My main fear as a mama now that school starts for our little one...

This week the blog post was a bit late because I have been in a major cleaning and working mode, I think part of it is knowing my little one will be starting pre-school and its a new season not only weather but in our family; How, when, what? she grew up so fast! so many feeling, so many fears, so many thoughts going around in my head.

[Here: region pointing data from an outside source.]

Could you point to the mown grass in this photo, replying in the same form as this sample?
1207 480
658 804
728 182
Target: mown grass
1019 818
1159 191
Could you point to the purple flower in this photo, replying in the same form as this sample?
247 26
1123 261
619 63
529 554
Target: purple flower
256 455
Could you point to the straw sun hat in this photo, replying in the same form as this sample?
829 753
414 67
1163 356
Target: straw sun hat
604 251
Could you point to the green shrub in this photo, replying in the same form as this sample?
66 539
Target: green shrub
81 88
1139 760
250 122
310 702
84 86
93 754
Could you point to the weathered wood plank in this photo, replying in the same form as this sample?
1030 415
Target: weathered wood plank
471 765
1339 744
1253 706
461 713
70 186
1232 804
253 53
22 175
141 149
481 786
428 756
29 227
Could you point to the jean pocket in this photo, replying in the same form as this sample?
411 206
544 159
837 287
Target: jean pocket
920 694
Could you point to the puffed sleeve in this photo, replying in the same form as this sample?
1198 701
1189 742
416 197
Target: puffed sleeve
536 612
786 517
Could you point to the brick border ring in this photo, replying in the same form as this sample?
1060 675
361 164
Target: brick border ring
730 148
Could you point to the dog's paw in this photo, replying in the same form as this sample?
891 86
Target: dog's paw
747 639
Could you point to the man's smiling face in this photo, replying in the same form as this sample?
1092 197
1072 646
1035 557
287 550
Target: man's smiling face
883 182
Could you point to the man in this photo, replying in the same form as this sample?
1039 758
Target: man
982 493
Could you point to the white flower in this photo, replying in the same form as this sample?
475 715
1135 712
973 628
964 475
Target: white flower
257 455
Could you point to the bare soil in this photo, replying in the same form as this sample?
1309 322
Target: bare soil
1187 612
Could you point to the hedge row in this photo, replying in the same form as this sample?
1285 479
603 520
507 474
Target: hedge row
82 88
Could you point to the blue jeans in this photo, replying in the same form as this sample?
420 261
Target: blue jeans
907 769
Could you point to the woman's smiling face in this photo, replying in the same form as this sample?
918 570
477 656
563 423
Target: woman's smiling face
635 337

My main fear though is her beautiful soul and heart being shattered by other kids. I get it its going to happen, its a part of life I think, I was bullied and shames me to admit I was a bully too. There is nothing I can do to protect her, other than lock her up Rapunzel style, but even then it would just be harming her by keeping her in a bubble, I don't know. Part of what makes us grow and evolve is the challenges we face. A lot of people are amazed to find out I was bullied, but yes believe it or not I was and I was made fun of and that lead me to make pretty bad decisions in my life to try to "fit in" (more on that later) But one thing I can not deny is it made me grow stronger and wiser, I still have to deal with some left over scaring but you know what scar tissue is actually tougher than normal tissue, which means we heal stronger than we were before, it't pretty neat to think of it that way right?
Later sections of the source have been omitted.